Y hay una última cosa que me sorprendió en este sentido del oído. El traqueteo de la bici sobre los adoquines. Ese bote constante, la vibración con la que castigas a tu máquina, que piensas que se te va a romper en cualquier momento. Sufres por la bicicleta, sufres por las manos del ciclista, sufres por ese mecánico que está en el coche o esperando en el camión al lado del velódromo de Roubaix, sufres porque sabes lo que cuesta un bicho de esos y cómo cada piedra puede ser la última. Ese ruido te hace sufrir, sí.
Tacto
Sí, sí. Tacto. Para el ciclista está claro que es uno de los sentidos más presente en La Pascale, vistas las manos al final de la carrera. Pero, ¿para el espectador?
Yo aquí quisiera mencionarlo de un modo más figurativo e incluso a través de otras acepciones de la palabra. Como metáfora, un abrazo.
Abrazo gordo.
Abrazo entre aficionados. Tú formas parte ahí de una familia. El uno te ofrece cerveza desde su silla, el otro te da un piscolabis recién salido del fuego, reconoces a alguien de tu tierra al ver el maillot del CLAS, … Me parece un sentimiento de hermandad enorme en un deporte tan individual.
Abrazo a los corredores. Animando desde el primero hasta el último de los que allí pasaban (y mira que pasaban separados y de uno en uno prácticamente). Cada uno tenemos a nuestro favorito, pero no creo que exista otra disciplina deportiva en la que haya, no ya respeto, sino admiración por los que compiten contra él. Porque el respeto está intrínseco. Nadie, absolutamente nadie está en el camino. Todos animando desde fuera, desde los campos, desde el regato. El camino (porque carretera es mucho decir) está para ellos, para los corredores y coches. Nadie corre detrás de ellos ni se abalanza.

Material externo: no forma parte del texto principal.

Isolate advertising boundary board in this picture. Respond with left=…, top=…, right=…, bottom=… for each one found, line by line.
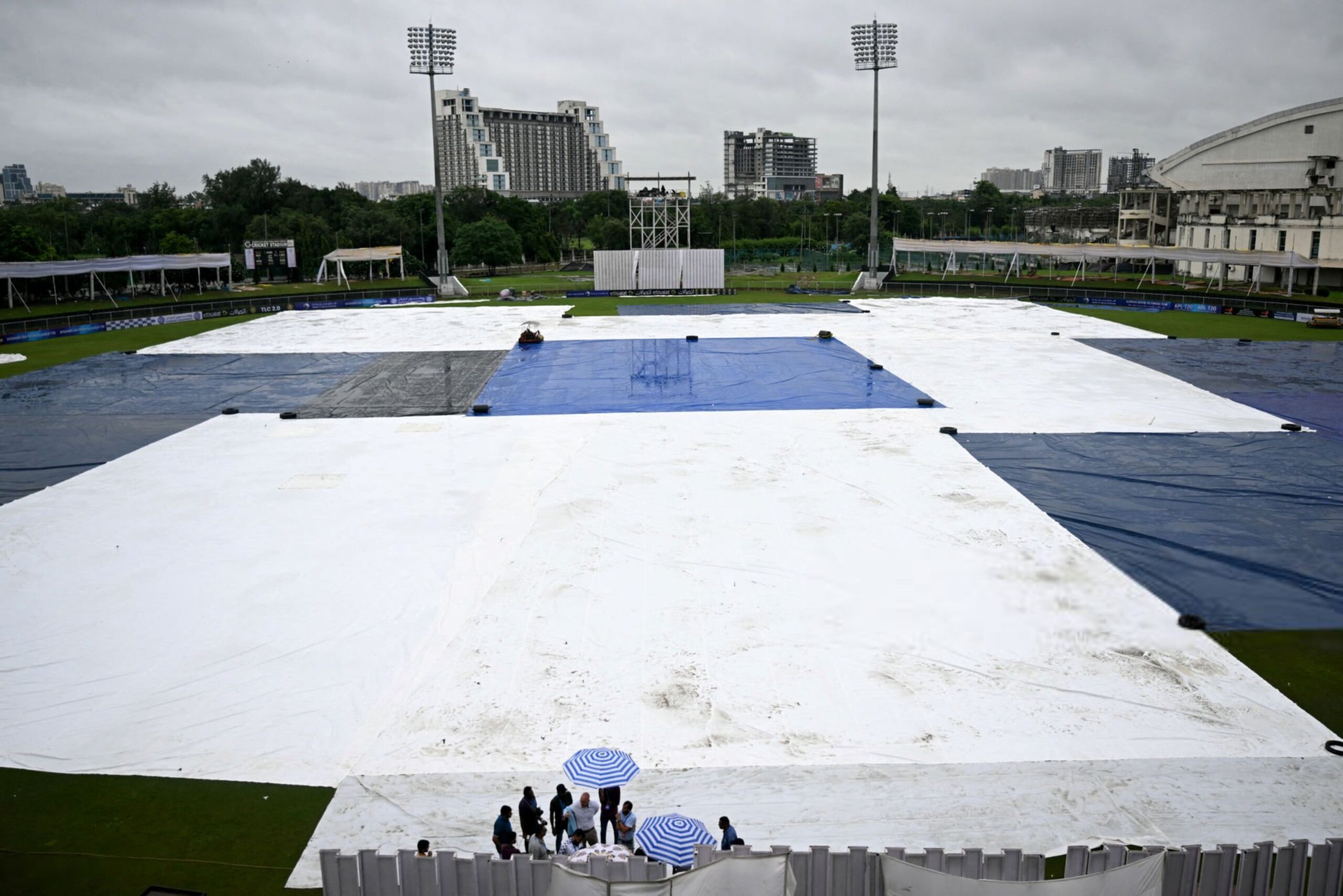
left=294, top=295, right=434, bottom=312
left=0, top=312, right=207, bottom=345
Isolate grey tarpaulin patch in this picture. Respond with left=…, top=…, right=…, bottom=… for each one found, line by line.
left=298, top=350, right=508, bottom=419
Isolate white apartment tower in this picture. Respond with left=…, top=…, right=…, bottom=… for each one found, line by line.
left=434, top=87, right=624, bottom=201
left=1039, top=146, right=1101, bottom=194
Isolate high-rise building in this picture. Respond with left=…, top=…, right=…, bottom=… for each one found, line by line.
left=1105, top=148, right=1156, bottom=194
left=722, top=127, right=816, bottom=199
left=979, top=168, right=1039, bottom=194
left=1039, top=146, right=1100, bottom=194
left=434, top=87, right=624, bottom=201
left=0, top=163, right=32, bottom=203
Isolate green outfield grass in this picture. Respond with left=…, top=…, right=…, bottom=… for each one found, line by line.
left=0, top=769, right=327, bottom=896
left=0, top=314, right=269, bottom=379
left=1211, top=628, right=1343, bottom=735
left=1046, top=305, right=1343, bottom=341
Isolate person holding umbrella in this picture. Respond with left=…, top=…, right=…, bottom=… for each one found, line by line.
left=564, top=791, right=596, bottom=846
left=517, top=787, right=542, bottom=846
left=615, top=799, right=639, bottom=853
left=551, top=784, right=573, bottom=851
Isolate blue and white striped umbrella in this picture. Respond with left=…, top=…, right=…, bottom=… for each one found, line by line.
left=564, top=747, right=639, bottom=787
left=634, top=813, right=719, bottom=868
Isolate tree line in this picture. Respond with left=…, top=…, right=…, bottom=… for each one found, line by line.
left=0, top=158, right=1113, bottom=275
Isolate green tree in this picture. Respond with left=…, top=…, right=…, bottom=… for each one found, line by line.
left=0, top=222, right=57, bottom=262
left=453, top=216, right=523, bottom=274
left=201, top=158, right=281, bottom=215
left=158, top=231, right=196, bottom=255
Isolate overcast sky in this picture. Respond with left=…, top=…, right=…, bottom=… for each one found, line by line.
left=0, top=0, right=1343, bottom=194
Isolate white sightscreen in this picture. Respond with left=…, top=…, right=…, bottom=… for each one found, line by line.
left=638, top=249, right=681, bottom=289
left=681, top=249, right=722, bottom=289
left=592, top=249, right=638, bottom=289
left=881, top=853, right=1166, bottom=896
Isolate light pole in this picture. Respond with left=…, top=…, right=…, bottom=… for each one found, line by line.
left=406, top=24, right=456, bottom=293
left=849, top=19, right=896, bottom=274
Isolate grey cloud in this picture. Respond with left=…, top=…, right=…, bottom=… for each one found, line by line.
left=0, top=0, right=1343, bottom=191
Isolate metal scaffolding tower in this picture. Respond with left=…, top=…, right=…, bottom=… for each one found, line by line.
left=626, top=173, right=695, bottom=249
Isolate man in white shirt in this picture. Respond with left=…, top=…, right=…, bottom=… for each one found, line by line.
left=564, top=793, right=598, bottom=846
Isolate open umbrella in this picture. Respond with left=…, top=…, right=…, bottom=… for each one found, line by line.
left=564, top=747, right=639, bottom=787
left=634, top=813, right=719, bottom=868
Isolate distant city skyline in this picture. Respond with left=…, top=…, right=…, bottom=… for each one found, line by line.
left=0, top=0, right=1343, bottom=195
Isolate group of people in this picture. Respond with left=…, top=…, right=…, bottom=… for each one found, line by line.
left=492, top=784, right=639, bottom=858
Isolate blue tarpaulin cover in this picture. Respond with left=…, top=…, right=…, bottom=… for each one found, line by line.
left=955, top=433, right=1343, bottom=630
left=0, top=352, right=380, bottom=418
left=478, top=337, right=928, bottom=414
left=615, top=302, right=866, bottom=317
left=1081, top=338, right=1343, bottom=442
left=0, top=414, right=214, bottom=504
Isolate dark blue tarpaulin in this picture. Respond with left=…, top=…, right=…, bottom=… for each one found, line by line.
left=0, top=414, right=214, bottom=504
left=479, top=337, right=928, bottom=414
left=1081, top=338, right=1343, bottom=442
left=615, top=302, right=868, bottom=317
left=955, top=433, right=1343, bottom=630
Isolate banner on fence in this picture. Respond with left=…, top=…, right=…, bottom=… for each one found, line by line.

Y abrazo a la carrera en sí. Es una prueba única y se le trata como tal. La pasión con la que se vive, la ilusión con la que cada aficionado llega a su tramo (alguno incluso recorre varios), el cuidado que se tiene con cada uno de los detalles. Y en este aspecto no me quiero olvidar de gente totalmente indispensable para que la carrera siga teniendo su pedigrí. La asociación Amis de París – Roubaix, además de estudiantes y otros entes, se encargan a lo largo del año y especialmente semanas antes de la disputa de la prueba, de que todos los tramos permanezcan intactos. Si hay alguno que ha sufrido algún daño lo reparan. Ojo, repararlo es volver a poner una piedra similar a la que había. Desgastada e irregular. Son responsables de limpiar la hierba que nace entre adoquines utilizando a su ganado caprino. Los animales pasean días antes por Arenberg dándose un auténtico festín herbáceo. Incluso el día de la carrera pude observar como estaban poniendo una piedra en mitad del tramo porque algún desalmado (que siempre hay quien se escapa de su caverna) ha querido llevar a casa un souvenir.

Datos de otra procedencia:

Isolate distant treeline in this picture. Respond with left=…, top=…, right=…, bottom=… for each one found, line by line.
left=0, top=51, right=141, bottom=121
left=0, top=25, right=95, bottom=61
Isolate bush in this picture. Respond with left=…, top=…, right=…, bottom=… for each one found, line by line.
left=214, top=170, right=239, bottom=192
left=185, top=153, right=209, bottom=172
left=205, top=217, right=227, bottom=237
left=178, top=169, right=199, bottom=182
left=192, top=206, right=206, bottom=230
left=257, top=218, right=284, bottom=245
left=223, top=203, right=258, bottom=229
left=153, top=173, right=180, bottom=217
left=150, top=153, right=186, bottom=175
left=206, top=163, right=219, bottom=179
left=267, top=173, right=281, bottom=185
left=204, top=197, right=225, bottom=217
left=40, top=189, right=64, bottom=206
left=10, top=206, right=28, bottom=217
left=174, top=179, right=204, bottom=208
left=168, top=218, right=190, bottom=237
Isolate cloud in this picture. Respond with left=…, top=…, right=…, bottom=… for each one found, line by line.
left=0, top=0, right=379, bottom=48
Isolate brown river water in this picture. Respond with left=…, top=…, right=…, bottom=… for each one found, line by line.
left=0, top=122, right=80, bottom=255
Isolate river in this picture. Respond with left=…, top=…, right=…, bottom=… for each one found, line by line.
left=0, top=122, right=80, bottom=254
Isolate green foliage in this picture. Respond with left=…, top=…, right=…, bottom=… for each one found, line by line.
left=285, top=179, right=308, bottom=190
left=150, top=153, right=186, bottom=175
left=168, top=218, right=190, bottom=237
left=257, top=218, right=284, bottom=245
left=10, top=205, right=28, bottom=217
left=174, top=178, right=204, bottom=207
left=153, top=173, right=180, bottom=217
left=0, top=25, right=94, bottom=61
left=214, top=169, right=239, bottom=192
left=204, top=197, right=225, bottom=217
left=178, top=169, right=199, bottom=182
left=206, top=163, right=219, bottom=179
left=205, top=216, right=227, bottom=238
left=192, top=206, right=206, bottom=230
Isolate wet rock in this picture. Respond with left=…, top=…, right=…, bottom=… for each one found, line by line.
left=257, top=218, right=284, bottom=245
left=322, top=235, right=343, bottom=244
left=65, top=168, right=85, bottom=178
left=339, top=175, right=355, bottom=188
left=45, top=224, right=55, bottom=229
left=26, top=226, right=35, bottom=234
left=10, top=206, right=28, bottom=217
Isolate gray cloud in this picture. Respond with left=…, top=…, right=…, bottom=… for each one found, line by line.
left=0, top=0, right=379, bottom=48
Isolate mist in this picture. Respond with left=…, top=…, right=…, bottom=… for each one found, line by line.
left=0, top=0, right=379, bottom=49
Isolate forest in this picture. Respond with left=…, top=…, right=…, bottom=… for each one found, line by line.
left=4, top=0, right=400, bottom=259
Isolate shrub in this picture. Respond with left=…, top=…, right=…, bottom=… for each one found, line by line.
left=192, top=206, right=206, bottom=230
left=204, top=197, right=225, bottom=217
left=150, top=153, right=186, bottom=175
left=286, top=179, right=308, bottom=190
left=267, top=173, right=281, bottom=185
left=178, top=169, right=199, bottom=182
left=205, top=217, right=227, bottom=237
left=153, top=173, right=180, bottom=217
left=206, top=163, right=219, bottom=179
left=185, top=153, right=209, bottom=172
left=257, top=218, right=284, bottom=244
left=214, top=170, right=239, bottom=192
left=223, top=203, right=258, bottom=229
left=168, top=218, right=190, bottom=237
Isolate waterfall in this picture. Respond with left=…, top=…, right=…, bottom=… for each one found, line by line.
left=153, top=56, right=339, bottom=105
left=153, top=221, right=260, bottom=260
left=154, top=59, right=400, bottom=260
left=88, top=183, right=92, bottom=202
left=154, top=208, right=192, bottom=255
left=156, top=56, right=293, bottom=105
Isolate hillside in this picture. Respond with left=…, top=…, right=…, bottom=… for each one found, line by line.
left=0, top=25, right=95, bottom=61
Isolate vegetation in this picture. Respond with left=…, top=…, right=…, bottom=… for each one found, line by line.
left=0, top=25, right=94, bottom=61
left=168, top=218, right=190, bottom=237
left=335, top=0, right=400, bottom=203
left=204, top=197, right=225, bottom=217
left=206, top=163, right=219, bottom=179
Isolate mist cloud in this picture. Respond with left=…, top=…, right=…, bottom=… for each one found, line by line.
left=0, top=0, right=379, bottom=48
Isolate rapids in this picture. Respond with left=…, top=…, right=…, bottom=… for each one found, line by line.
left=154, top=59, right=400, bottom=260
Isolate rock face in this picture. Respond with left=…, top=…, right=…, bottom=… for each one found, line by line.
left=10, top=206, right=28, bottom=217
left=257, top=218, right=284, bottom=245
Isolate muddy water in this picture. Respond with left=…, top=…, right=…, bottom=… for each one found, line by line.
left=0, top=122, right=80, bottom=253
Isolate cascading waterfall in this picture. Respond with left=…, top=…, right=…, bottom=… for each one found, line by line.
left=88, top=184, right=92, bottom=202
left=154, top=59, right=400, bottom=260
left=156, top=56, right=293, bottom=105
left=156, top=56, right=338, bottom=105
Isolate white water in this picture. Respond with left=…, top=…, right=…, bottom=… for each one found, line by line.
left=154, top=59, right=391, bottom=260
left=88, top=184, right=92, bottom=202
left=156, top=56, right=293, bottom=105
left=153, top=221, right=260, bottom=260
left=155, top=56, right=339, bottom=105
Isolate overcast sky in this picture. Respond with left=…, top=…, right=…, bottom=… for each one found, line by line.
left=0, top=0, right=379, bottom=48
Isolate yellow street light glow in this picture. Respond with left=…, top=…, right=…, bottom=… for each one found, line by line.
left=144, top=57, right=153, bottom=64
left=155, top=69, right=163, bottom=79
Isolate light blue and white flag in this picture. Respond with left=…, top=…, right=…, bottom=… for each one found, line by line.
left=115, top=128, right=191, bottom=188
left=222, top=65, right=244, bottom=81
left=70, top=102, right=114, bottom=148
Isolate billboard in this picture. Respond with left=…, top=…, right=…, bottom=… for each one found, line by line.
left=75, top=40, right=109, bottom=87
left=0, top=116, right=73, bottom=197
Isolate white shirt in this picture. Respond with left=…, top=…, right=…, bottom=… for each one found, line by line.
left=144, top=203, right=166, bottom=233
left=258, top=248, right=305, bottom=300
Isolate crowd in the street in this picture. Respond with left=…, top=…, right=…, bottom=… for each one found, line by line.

Entre todos los actores: ciclistas, organización, patrocinadores, aficionados, medios, asociaciones, cada uno aportando su grano de arena, consigues llevar esta carrera a su culmen en cada uno de los sentidos. Una mezcla de sentimientos, de vivencias, de historias.
Ésta es la mía. Cada uno lo habrá vivido de una manera. Puede que coincida en parte con la que acabas de leer o puede que sea totalmente diferente. Pero lo que estoy seguro es que, si ese otro alguien que ha estado allí te la cuenta, dirá que la París Roubaix es una carrera única, que te llega.
Y si eres de los que no ha estado todavía solo puedo decirte que vayas. La veas, la huelas, la saborees, la escuches y la toques. En definitiva, que la sientas.
Mis cinco sentidos se han transportado a la carrera durante 10 minutos. Gracias Eneko por compartir tu vivencia con la pasion que te acompaña
Pudimos estar con 3 amigos en el mismo tramo y es tal y como lo describes, magnífico artículo.